口の中に押し込まれたアイスが溶け出してようやく我に返り、慌てて口を閉じて咀嚼した。すぐさま飲み込んでしまい、喉元が冷たさに悲鳴を上げそうになる。
心中では完全に悲鳴を上げているが、落ち着け、落ち着け、と心臓の早鐘を聞かないふりをした。そうしなければ何か言ってはならないことを言い出しそうだった。
「大輔…なに、考えてんだよ…」
目の前には、何を考えているのかよく分からない表情で、大輔がじっと直人を見つめている。
あの少し冷えた、大輔の唇が触れた、そう思うと抑えきれない熱が顔に集まった。
「顔赤いけど大丈夫か?」
「誰のせいだよ!」
「でも青くはなんねーのな」
大輔にそう言われ、ことの重大さに気が付く。
普通、男同士でキス紛いなことをすれば、気持ち悪がるかギャグだとでも思うものだ。それなのに恋する乙女のように顔を赤らめれば、不審に感じるだろう。
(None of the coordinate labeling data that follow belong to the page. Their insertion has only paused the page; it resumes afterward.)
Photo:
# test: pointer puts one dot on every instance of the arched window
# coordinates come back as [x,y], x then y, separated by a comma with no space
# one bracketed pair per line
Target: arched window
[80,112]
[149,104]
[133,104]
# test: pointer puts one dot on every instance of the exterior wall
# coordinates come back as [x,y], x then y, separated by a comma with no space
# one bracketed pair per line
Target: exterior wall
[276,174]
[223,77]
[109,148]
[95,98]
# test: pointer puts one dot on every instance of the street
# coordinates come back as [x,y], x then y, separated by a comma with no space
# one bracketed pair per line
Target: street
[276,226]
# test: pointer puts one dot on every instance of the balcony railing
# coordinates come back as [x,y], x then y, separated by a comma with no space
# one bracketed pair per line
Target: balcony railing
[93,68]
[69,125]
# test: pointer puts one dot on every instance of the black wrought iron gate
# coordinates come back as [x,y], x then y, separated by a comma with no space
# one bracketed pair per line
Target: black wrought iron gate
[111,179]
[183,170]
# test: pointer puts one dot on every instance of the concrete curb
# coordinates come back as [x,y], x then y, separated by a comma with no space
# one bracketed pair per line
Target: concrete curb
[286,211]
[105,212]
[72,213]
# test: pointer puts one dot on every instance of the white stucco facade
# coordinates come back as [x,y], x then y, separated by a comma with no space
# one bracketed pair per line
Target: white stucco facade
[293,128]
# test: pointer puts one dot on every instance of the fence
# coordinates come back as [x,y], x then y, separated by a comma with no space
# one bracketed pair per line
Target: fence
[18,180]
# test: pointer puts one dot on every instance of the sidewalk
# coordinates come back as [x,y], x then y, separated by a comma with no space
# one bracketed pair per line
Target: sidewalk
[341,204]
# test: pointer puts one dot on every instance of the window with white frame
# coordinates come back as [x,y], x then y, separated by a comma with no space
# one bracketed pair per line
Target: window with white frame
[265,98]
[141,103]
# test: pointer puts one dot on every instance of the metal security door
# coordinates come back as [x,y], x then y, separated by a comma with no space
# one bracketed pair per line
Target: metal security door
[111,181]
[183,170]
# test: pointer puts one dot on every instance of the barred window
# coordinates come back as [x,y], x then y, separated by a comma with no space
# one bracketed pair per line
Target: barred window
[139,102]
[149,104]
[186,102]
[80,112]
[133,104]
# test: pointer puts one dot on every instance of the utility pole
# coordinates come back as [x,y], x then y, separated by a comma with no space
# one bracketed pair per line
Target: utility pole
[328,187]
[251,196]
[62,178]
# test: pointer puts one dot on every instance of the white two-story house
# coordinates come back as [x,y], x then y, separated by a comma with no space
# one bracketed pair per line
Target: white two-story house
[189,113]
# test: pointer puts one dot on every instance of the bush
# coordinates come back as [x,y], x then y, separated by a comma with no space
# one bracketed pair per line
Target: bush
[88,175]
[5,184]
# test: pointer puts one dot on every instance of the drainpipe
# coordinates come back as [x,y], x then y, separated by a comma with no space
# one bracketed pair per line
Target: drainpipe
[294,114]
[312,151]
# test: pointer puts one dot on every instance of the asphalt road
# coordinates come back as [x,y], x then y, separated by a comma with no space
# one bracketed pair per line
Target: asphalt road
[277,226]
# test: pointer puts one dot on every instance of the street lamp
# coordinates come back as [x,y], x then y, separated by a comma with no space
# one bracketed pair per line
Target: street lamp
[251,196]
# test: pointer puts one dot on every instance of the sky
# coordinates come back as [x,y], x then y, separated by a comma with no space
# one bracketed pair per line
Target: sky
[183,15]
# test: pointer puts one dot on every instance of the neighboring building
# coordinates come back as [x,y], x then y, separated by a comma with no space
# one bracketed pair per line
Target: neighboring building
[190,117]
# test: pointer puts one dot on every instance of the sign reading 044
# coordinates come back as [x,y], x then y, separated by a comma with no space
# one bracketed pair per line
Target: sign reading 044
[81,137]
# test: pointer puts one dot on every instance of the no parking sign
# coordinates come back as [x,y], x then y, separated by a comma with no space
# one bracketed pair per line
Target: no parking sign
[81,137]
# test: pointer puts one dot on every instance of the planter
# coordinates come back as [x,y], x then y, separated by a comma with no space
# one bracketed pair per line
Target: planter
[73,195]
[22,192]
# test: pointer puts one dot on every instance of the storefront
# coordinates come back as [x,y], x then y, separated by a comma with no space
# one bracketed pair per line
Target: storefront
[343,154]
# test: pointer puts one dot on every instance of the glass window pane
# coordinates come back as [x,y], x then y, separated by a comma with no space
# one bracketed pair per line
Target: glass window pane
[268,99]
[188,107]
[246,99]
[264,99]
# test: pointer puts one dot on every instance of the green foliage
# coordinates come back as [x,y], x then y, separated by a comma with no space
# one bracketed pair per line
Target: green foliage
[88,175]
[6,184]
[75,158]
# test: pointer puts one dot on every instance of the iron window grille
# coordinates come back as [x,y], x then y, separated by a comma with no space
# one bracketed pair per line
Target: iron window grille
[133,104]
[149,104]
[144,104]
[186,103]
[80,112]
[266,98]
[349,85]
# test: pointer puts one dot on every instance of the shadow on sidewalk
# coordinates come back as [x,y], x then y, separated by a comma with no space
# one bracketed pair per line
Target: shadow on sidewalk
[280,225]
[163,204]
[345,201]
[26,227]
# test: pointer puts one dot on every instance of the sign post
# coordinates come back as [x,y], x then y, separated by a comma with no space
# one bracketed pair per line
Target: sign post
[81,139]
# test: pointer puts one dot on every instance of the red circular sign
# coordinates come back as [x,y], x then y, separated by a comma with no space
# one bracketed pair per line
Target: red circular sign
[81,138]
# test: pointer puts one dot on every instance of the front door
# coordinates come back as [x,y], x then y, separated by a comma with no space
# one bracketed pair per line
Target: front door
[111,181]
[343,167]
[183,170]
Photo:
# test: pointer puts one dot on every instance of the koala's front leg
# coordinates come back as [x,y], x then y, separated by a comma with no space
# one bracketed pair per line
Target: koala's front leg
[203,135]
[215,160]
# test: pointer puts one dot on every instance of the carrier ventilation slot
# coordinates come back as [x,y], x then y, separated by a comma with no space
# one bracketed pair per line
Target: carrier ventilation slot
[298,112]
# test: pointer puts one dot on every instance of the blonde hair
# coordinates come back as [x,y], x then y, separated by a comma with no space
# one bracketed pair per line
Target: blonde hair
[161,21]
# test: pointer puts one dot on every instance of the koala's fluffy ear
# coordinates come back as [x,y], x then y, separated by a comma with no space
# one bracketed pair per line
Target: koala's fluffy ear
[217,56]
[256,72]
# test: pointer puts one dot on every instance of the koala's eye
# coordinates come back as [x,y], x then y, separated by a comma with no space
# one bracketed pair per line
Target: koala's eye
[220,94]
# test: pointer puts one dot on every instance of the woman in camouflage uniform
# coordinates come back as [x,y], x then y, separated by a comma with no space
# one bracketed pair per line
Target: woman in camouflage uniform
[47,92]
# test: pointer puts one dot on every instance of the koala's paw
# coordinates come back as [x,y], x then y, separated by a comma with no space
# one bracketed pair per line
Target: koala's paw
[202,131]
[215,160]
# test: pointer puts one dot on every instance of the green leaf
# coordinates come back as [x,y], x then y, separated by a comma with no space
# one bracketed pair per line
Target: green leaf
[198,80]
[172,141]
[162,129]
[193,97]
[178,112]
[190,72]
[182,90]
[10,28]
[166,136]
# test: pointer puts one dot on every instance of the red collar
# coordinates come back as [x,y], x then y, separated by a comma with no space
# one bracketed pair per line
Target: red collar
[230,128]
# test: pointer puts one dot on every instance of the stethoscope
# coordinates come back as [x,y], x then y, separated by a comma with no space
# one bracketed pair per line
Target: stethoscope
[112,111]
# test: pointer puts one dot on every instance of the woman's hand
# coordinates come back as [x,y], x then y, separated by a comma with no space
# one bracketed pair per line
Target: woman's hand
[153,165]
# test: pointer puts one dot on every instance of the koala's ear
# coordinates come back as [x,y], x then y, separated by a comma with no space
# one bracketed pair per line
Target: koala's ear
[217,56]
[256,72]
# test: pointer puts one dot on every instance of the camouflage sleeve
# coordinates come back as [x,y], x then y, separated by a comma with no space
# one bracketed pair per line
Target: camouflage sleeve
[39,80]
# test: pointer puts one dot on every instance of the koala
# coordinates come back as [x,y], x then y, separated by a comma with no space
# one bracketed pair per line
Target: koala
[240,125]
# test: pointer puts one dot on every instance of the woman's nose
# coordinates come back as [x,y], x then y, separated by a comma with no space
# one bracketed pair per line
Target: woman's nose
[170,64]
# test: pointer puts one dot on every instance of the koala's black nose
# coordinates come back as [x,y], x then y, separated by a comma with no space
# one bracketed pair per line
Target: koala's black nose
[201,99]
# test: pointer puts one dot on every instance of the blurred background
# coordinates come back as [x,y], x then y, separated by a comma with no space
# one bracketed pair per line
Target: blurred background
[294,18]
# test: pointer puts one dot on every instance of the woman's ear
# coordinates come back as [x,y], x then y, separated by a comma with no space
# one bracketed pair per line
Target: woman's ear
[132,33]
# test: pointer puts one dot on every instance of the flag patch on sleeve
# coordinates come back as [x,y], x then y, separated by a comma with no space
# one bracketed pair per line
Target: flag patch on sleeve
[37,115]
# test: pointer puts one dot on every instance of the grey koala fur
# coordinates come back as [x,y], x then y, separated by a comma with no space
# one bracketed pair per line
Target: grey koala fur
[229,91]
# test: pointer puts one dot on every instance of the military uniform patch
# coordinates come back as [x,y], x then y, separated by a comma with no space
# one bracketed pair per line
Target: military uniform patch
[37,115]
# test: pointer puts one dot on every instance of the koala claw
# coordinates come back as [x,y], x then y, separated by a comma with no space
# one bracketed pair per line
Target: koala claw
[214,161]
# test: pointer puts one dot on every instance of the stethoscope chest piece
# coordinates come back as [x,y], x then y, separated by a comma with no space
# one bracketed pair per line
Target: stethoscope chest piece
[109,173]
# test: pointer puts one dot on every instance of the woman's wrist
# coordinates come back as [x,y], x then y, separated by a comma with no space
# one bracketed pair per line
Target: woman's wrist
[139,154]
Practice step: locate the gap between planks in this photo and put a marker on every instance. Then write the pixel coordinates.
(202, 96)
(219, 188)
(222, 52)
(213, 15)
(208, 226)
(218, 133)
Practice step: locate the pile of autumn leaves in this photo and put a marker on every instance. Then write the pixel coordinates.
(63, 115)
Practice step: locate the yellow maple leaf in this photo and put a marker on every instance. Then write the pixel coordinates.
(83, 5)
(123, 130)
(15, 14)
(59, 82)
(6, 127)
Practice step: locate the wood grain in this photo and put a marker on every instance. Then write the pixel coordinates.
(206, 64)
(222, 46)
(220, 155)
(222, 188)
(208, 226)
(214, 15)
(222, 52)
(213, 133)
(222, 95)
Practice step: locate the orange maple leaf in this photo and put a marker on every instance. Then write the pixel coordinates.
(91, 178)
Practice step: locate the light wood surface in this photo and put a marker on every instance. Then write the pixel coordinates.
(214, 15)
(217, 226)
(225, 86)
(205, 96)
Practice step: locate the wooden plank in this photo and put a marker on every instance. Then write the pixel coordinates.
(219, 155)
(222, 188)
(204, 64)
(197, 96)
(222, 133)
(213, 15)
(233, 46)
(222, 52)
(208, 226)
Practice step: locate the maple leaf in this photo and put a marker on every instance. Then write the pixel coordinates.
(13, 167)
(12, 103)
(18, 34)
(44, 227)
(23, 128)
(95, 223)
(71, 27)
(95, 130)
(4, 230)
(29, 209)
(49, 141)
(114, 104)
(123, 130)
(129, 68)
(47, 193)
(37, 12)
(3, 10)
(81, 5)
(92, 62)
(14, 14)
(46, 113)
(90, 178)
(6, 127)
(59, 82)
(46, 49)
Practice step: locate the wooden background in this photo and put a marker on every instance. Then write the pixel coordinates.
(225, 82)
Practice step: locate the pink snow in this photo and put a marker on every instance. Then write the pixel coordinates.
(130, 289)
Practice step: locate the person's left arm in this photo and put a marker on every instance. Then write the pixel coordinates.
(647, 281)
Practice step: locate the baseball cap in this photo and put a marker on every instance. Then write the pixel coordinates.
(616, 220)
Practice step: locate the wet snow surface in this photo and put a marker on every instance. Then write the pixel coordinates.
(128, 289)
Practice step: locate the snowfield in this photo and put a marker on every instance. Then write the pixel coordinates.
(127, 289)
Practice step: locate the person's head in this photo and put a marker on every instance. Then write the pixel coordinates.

今更ながらに、大輔への気持ちがばれたのではないかと血の気が引く。
さっと青ざめた顔を見て、大輔はぷっと吹き出した。
「リトマス紙か」
そう言うと直人の頭をくしゃくしゃとかき混ぜた。
「そんなに深刻になるなよ」
「…え?」
「俺と直の関係で、ちょっと口が触れた程度なんだし気にすることねーよ」
「お、お前が言うな!」
どもりながらもすかさず突っ込めば、大輔はからからと笑う。それを見てつられて笑ったが、直人の気持ちに気付いていなくてほっとすればいいのか、気付いてもらえなくて悲しんでいいのか分からなかった。
もう何年もこの調子だ。
好きなのに伝えられない、好きだけど伝えたくない。
せめぎ合いの中で答えは出ることはなく、ただこの先も、変わらず大輔のことを好きでいるのだろうとぼんやり思った。